Caleb nodded, our gazes locked, and I felt a little breathless at the shine of love in his eyes. “See, you guessed one correctly.”
“We were meant to meet at O’Hare,” I whispered, feeling emotional because although I’d thought it at the time, I hadn’t dwelled on the fact that we had kept weirdly bumping into each other everywhere. “Meant to sit next to each other on that plane. It wasn’t just coincidence. You knowing Patrice, staying with her, her being my client, my friend, and then us meeting in Canterbury just when I was contemplating ending things. It was all meant to be.”
He pushed up off the pillow and moved over me, pressing me gently down on my back to brace himself above me. I opened my legs, caressing the back of his calf with my foot and feeling more than a spark of lust ignite through my body. “You really think that?”
“I never believed in fate until you,” I answered honestly.

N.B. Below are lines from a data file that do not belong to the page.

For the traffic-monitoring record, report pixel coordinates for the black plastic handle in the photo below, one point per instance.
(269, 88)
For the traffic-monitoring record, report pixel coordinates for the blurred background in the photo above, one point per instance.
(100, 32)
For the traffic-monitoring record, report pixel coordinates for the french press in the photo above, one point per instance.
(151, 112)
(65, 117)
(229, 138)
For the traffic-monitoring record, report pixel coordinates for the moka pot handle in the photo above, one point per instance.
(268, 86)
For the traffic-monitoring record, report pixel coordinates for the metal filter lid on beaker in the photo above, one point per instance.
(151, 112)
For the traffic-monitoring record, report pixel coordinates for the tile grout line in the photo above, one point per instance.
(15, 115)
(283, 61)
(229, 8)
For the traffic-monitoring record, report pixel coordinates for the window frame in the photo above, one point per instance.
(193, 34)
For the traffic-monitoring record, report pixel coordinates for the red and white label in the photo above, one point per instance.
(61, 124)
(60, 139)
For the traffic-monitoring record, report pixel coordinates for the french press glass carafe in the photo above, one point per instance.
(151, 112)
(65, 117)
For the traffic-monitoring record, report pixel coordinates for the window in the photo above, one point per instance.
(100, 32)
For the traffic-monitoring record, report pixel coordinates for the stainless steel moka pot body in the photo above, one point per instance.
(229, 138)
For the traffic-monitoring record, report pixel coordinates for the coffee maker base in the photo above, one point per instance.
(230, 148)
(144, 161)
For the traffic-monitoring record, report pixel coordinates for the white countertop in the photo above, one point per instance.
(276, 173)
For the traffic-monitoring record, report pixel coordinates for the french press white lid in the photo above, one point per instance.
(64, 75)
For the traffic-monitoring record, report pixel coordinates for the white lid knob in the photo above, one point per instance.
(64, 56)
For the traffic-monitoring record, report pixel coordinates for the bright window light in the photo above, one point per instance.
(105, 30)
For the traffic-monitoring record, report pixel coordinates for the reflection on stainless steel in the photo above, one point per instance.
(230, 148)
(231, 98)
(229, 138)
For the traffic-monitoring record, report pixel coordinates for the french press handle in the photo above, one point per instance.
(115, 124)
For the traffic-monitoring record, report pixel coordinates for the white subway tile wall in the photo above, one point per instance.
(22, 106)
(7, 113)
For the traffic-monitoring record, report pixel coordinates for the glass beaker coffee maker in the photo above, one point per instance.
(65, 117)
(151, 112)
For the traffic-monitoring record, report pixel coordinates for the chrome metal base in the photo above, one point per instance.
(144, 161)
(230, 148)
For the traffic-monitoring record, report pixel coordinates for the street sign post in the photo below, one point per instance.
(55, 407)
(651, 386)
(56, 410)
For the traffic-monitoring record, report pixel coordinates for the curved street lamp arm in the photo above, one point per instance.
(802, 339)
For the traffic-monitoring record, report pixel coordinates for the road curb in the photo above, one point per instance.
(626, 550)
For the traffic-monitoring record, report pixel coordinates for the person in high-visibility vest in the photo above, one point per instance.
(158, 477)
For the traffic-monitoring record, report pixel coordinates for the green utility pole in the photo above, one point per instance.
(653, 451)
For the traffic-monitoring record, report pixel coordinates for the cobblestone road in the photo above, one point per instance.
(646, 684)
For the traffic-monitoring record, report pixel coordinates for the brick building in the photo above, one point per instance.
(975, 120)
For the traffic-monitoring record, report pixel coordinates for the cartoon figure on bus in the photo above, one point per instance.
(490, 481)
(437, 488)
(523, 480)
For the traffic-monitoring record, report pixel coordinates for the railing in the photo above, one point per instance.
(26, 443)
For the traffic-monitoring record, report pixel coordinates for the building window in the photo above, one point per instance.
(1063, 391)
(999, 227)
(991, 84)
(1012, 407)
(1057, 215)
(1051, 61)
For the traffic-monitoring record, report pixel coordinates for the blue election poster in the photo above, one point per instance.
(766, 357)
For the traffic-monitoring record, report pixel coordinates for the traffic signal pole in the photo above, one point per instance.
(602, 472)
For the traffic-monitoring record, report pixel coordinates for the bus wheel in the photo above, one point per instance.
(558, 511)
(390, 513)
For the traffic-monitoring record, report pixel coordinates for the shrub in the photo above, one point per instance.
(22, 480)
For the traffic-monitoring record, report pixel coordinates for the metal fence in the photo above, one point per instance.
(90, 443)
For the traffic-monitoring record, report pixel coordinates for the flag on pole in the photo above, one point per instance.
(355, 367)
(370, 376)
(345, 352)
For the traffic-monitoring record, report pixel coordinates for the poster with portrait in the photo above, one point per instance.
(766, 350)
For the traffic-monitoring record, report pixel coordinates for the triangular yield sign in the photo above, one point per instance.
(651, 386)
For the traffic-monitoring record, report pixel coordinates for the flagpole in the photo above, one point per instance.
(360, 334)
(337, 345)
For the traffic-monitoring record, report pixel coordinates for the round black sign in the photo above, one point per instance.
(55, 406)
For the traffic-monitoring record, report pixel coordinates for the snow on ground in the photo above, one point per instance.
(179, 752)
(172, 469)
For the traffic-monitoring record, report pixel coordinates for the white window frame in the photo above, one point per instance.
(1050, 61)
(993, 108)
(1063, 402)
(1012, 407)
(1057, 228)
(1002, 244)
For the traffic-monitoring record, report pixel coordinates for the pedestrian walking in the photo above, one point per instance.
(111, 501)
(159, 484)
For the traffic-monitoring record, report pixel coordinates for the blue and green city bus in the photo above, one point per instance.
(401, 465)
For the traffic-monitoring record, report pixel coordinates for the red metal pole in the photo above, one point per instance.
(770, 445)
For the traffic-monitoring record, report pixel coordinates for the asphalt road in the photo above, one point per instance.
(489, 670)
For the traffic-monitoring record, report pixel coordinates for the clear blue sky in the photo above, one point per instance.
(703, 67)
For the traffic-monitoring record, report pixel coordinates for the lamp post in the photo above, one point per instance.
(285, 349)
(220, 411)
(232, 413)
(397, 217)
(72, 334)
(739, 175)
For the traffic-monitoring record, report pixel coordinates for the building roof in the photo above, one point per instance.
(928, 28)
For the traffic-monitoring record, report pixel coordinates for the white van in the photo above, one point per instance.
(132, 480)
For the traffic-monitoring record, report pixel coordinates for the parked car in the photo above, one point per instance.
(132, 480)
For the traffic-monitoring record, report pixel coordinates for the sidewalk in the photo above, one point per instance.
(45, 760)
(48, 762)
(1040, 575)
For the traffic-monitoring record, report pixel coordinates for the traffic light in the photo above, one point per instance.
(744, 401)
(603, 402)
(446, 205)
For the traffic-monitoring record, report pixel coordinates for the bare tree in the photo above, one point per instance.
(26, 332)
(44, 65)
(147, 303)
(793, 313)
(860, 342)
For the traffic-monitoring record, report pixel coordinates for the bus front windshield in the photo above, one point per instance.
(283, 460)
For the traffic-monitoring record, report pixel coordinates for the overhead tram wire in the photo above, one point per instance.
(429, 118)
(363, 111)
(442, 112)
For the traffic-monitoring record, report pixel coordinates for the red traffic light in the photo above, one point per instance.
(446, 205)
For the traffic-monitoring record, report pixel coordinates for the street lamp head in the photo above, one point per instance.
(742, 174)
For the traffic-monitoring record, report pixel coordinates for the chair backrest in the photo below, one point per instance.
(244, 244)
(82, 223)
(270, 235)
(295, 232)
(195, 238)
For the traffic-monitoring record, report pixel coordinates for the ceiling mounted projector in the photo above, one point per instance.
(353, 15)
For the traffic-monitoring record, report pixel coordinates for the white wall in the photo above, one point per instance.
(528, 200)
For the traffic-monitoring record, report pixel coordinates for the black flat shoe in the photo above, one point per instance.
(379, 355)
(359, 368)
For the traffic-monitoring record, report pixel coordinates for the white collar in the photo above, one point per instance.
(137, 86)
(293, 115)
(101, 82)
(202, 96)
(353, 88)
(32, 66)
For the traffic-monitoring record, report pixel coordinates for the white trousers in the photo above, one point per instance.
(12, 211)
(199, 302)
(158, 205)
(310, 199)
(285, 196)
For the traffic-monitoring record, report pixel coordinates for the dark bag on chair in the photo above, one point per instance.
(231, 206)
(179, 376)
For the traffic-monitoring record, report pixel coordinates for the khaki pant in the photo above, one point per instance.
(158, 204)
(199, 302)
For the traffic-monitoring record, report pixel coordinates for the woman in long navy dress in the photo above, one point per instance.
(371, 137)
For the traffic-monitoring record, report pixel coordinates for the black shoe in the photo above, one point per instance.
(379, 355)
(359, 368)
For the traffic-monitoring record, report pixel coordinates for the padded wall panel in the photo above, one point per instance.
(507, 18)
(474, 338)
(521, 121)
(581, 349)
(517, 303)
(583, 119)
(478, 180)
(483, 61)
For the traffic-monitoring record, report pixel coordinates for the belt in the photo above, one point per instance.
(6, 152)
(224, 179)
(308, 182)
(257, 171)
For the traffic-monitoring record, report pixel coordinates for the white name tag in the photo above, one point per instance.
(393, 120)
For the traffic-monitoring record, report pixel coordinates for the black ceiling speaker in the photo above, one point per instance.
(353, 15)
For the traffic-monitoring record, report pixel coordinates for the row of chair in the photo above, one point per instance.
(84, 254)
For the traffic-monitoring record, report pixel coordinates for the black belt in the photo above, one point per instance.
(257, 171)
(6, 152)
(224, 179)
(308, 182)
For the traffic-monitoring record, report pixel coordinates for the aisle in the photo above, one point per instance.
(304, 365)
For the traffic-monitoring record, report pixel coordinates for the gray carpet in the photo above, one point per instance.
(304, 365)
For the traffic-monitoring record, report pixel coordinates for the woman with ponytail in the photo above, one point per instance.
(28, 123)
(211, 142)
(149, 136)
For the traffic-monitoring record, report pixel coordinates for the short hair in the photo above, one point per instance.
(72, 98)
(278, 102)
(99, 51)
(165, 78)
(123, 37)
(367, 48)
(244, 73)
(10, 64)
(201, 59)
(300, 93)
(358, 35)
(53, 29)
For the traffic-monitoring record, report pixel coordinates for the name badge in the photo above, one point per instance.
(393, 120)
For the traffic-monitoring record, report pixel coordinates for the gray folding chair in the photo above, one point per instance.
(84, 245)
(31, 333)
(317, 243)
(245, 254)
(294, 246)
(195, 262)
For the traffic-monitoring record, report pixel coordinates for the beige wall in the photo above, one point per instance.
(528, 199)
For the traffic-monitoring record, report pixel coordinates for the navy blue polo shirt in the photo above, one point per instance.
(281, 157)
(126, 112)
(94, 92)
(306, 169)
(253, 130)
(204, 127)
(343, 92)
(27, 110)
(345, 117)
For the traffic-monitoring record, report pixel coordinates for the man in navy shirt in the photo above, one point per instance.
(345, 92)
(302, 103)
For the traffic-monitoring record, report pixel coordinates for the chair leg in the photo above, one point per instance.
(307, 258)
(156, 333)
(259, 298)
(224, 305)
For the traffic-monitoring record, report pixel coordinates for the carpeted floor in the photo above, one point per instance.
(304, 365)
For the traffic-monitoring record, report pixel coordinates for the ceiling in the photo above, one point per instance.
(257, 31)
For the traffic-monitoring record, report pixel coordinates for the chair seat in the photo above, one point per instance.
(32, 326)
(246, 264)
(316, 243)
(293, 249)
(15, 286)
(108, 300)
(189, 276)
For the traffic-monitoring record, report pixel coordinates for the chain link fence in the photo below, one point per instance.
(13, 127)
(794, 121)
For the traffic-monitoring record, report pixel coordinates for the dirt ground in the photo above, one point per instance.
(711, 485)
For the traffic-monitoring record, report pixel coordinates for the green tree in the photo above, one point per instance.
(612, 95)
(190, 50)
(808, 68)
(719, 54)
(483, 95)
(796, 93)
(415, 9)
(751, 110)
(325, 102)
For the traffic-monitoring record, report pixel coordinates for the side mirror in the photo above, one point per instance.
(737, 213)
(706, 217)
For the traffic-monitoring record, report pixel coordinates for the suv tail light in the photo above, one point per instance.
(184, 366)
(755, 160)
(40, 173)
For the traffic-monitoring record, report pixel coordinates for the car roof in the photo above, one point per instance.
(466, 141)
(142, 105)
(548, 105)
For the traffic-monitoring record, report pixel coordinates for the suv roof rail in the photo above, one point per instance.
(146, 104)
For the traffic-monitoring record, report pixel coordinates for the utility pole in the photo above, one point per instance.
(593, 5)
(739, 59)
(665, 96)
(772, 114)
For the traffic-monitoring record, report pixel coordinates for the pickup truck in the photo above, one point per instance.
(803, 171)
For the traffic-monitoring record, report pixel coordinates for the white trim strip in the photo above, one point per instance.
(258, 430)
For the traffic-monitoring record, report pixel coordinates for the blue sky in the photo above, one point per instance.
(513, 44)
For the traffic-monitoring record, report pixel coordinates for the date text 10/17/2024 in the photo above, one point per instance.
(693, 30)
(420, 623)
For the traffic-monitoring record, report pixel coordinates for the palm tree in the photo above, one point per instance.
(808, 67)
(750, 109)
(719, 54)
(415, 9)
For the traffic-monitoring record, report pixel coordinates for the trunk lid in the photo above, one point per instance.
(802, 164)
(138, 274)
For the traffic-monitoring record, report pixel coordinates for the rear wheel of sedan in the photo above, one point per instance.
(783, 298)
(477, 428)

Caleb studied me thoughtfully, seeming to drink in every facet of my face. “I dinnae know if I believe it was fate.”
I frowned. “No?”
“Maybe the flights, aye, and I suppose it was quite the coincidence about Patrice. But when she said your name, I could have just ignored that she knew you and went about my business. I didn’t. I pursued you. From that point on we’ve been in charge of this, Ava. When one of us stopped fighting, the other didn’t. And I know you think you fought harder than me for us, and I’m not saying that isn’t true—although you know I plan tae make that up tae you from now on—but even if my mind battled against wanting you, it didn’t always win.”
“I know that,” I said. I did. Otherwise we wouldn’t be lying in bed together.
“No.” Caleb shook his head. “I’m talking about when I left for Scotland. When I got offered the job in Boston. I talked it over with my family tae see how they’d feel about it. I knew they weren’t too keen on me leaving, but they wanted me tae do what was best for my career. And it was best for my career … but it wasn’t the only reason I accepted the job.”
My breath caught as I began to understand his meaning.
He nodded and gave me a rueful, boyish smile at odds with his ruggedness. “I couldn’t even admit it tae myself at the time … but I was addicted tae you, wee yin. And you swayed my decision tae get on that plane and come back here.”